Cultivé, intelligent, courageux, généreux tu es tout ça. C’est une richesse pour le parti de gauche. Et puis tout d’un coup tu traites l’autre de salopard ! Tu déconnes encore ! Il est bien clair qu’un mec qui prône une telle politique ne peut, à mes yeux, être quelqu’un de bien. Mais « salopard » Jean-Luc, « salopard » ! Encore une sortie caricaturale qui nous emporte tous dans les méandres du clownesque ! C’est peut-être drôle, c’est peut-être insultant, que sais je, mais c’est tout sauf sérieux et en ce moment Jean-Luc, pour crédibiliser notre projet même si nous n’avons pas besoin de sérieux tout le temps nous n’avons pas besoin non plus de renforcer les journalistes qui nous poussent sur la gauche du terrain.
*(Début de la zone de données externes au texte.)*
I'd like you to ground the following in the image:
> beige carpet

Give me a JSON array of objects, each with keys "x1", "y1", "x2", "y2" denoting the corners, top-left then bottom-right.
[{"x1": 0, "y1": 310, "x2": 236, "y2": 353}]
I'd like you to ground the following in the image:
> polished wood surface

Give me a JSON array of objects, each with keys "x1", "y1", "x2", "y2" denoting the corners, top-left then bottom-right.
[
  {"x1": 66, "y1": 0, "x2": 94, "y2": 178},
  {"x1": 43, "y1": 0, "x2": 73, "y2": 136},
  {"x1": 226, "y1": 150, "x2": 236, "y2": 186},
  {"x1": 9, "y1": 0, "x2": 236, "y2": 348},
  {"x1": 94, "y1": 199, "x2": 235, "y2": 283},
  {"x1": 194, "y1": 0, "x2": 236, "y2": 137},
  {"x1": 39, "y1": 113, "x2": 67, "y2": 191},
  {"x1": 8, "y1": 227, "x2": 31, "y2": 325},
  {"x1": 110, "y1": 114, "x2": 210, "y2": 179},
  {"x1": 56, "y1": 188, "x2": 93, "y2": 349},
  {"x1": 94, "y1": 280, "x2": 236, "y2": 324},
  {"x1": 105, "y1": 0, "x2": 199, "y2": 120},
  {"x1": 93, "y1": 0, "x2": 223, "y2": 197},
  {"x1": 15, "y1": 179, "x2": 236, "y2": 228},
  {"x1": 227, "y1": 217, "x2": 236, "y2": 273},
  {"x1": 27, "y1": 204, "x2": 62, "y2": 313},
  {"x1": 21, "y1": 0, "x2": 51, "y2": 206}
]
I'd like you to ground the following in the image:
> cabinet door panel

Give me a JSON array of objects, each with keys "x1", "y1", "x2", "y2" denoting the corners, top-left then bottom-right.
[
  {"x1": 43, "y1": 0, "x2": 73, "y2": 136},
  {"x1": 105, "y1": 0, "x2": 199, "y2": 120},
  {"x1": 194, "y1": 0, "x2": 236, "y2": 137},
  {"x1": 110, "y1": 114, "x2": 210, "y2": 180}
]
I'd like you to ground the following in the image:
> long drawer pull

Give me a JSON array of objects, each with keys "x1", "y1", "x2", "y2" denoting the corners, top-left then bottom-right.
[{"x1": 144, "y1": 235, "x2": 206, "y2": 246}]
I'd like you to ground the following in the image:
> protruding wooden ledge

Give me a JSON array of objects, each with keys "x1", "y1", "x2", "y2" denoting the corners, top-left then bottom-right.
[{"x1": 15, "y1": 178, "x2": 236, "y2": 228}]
C’est nous la gauche Jean-Luc ! Pas l’extrême gauche, pas la sociale – démocratie ! La gauche ! Et la gauche, elle est crédible !!!
Alors cessons déjà un peu la personnification du parti. Tu es excellent Jean-Luc mais il faut désormais montrer que ce parti n’est pas celui d’un seul homme et d’un homme seul. Il faut imposer les Généreux, les Autain, les Delapierre et les autres… Nos savants, nos intellectuels, nos économistes, nos militants, il faut les faire monter au créneau.
On va y arriver Jean-Luc. Tu as fait un gros boulot aux présidentielles et aux législatives. On va y arriver. Mais fais nous davantage confiance et ne t’emballe pas aussi souvent. Nous avons la même révolte. Faisons dès lors en sorte que le chemin qui mènera nos idées au pouvoir soit le plus direct possible. Pour cela Jean-Luc, il faut aussi jouer avec les armes de l’adversaire. Et son arme favorite, c’est la com !

Je t’embrasse Jean-Luc,
Hubert (http://huberthurard.over-blog.com/)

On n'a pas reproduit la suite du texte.